My grandmother had clearly verbalized her medical wishes to anyone who would listen. We were incredulous that Dottie was listed as “full code” on her chart. Her power of attorney paperwork and DNR forms were quickly produced (again) and placed in her chart.

Dottie was a woman who liked to be in control. Until the end she made her own decisions, including a request to go to a hospice service instead of to the nursing home as originally planned. This decision was not based on a conversation she had with a physician but rather on her own experience as a hospice volunteer many years before. On transfer, the hospice doctor more accurately gave the prognosis of days and not weeks left to live. Dottie knew she was dying—and it was going to be on her terms.

My husband and I got in the car and made the trip. We wearily entered a room full of family who had traveled from all over the country. We took turns sitting next to her bed, holding her hand, and talking to her.
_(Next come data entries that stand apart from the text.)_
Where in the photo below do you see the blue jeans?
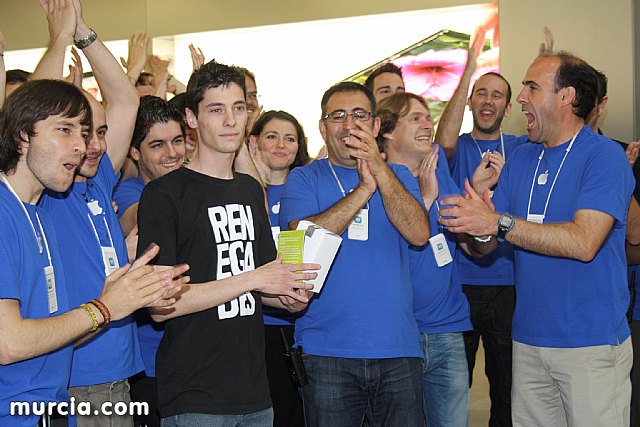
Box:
[161,408,273,427]
[302,354,424,427]
[420,332,469,427]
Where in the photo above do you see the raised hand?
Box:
[65,47,83,89]
[99,245,189,320]
[120,33,149,83]
[439,180,500,236]
[538,26,553,56]
[418,144,439,210]
[189,43,204,72]
[250,255,321,304]
[471,151,504,194]
[39,0,76,43]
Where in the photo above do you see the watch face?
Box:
[498,215,513,229]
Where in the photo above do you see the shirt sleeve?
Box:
[137,182,178,265]
[576,141,635,224]
[278,167,321,230]
[491,154,512,214]
[0,218,22,300]
[113,180,141,219]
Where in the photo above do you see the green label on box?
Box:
[278,230,304,264]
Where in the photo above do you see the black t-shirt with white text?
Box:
[138,168,276,417]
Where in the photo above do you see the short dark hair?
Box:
[593,68,609,104]
[169,92,187,121]
[249,110,309,170]
[131,95,185,149]
[6,68,31,85]
[542,52,598,120]
[376,92,429,153]
[364,62,402,92]
[471,71,511,104]
[136,71,153,87]
[320,82,376,117]
[0,80,93,173]
[187,60,247,117]
[234,66,258,86]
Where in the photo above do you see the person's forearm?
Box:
[302,186,372,235]
[435,52,475,159]
[150,276,255,322]
[75,23,138,106]
[506,214,614,262]
[0,299,102,365]
[29,35,71,80]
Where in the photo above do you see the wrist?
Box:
[496,213,515,242]
[73,22,91,40]
[86,302,104,327]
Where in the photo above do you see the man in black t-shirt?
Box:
[138,61,319,426]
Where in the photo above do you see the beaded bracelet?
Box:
[80,304,98,332]
[89,299,111,327]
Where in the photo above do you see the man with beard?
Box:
[113,96,185,427]
[364,62,404,102]
[0,80,186,426]
[36,0,144,426]
[440,53,634,426]
[279,82,429,427]
[436,33,527,426]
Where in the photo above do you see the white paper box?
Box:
[297,221,342,293]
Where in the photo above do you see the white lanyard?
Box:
[433,199,444,233]
[327,159,369,209]
[469,131,507,161]
[527,131,580,219]
[87,214,114,248]
[0,173,53,266]
[82,182,114,248]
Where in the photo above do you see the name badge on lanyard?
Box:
[347,208,369,241]
[87,200,120,276]
[44,265,58,314]
[527,214,544,224]
[429,233,453,267]
[100,246,120,276]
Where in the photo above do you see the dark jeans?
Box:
[264,325,304,427]
[129,372,160,427]
[302,354,424,427]
[630,320,640,427]
[462,285,516,427]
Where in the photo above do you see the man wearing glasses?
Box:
[280,82,429,426]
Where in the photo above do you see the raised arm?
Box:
[435,30,484,159]
[296,167,376,235]
[73,0,140,171]
[0,31,7,108]
[0,247,188,365]
[151,259,320,322]
[440,182,615,262]
[120,33,149,85]
[29,0,76,80]
[342,121,430,246]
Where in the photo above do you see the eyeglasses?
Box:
[322,110,373,123]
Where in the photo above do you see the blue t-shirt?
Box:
[280,159,422,359]
[113,175,164,377]
[409,148,472,334]
[0,183,73,427]
[493,126,634,348]
[449,133,528,286]
[40,154,144,387]
[262,184,300,326]
[627,265,640,320]
[113,175,144,218]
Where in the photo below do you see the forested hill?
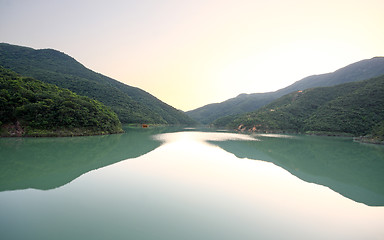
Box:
[216,75,384,141]
[0,66,122,136]
[187,57,384,124]
[0,43,194,124]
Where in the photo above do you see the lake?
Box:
[0,127,384,240]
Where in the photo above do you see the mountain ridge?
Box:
[0,43,194,124]
[186,57,384,124]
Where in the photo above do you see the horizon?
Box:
[0,0,384,111]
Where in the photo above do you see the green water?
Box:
[0,128,384,239]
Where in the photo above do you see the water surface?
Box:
[0,128,384,239]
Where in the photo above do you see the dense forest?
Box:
[187,57,384,124]
[0,43,195,124]
[0,66,122,136]
[214,75,384,140]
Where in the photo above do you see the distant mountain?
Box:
[0,43,194,124]
[0,66,123,137]
[187,57,384,124]
[215,75,384,140]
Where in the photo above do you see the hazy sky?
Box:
[0,0,384,110]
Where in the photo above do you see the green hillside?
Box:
[0,43,194,124]
[0,67,122,136]
[215,76,384,141]
[187,57,384,124]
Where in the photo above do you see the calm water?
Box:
[0,128,384,240]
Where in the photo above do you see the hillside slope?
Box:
[187,57,384,124]
[216,75,384,140]
[0,66,122,136]
[0,43,194,124]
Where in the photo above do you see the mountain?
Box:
[0,67,122,136]
[215,75,384,140]
[187,57,384,124]
[0,43,194,124]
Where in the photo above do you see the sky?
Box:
[0,0,384,111]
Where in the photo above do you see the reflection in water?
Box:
[0,129,384,240]
[0,125,174,191]
[212,135,384,206]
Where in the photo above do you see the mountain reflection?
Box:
[211,135,384,206]
[0,125,174,191]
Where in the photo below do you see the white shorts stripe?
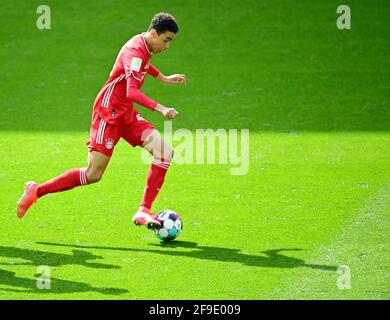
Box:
[152,161,169,169]
[102,74,125,108]
[96,119,106,144]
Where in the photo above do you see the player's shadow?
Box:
[0,246,128,295]
[0,269,128,295]
[0,246,120,269]
[38,241,337,271]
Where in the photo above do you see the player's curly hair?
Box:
[149,12,179,35]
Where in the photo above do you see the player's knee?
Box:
[87,171,103,184]
[162,147,173,162]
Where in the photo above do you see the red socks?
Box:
[37,168,88,197]
[141,158,170,209]
[33,159,170,209]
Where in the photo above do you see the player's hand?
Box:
[165,74,187,84]
[155,104,179,120]
[163,108,179,120]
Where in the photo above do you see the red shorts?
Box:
[87,110,154,157]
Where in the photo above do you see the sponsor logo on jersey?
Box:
[130,57,142,72]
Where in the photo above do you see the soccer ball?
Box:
[154,210,183,241]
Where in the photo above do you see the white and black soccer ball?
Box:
[154,210,183,241]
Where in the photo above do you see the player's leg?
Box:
[133,128,173,229]
[16,151,110,218]
[16,116,120,218]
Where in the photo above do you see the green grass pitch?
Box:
[0,0,390,299]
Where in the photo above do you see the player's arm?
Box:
[148,64,187,84]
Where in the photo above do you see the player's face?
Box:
[152,31,176,53]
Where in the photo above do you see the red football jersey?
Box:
[93,33,160,124]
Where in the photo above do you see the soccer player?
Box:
[16,13,186,229]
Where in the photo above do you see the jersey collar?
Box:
[141,32,152,55]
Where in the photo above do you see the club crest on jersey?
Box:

She was in and out of consciousness but clearly pleased to see us.

There were stories told and jokes made the last day she was lucid, but mostly we sat quietly together and fed her ice chips when she asked for them. She requested “hot coffee” but couldn’t hold the cup, “fresh fruit” but wasn’t able to chew, and more ice “with lemon this time.” Dottie always knew what she wanted. She would ask for the time intermittently, and at one point she opened her eyes and said, “I didn’t know this would take so long,” as if apologizing for putting us out with her dying process. She was as busily focused on dying as she was on any of the things she had enjoyed while living.

On the day she passed away, we sat quietly in her room. Death was clearly approaching. Her skin was cool to the touch and mottled, her nail beds turning blue. Her face was yellowish with a luminescent quality. Her Foley catheter no longer produced urine. Her breathing was irregular, her mouth open. Her eyes were closed, but we spoke to her and to each other as though she could hear us. Dottie died gracefully, peacefully, and with her family around her. My uncle, also a physician, placed the stethoscope on her chest and shook his head. We kissed her forehead and said our good-byes, amidst hugs and tears and even laughter about how perfectly she had died; she couldn’t have planned it any better.

What a valuable lesson for my grandmother to remind me of, her final lesson to me, that death can be peaceful and pain-free even if it can never be completely in our control. We all might not be planners to the extent that Dottie was. However, if it were a shared responsibility to talk about our end-of-life wishes—whether we are 30 or 90 years old—there would be fewer “bad” deaths and more “good” ones.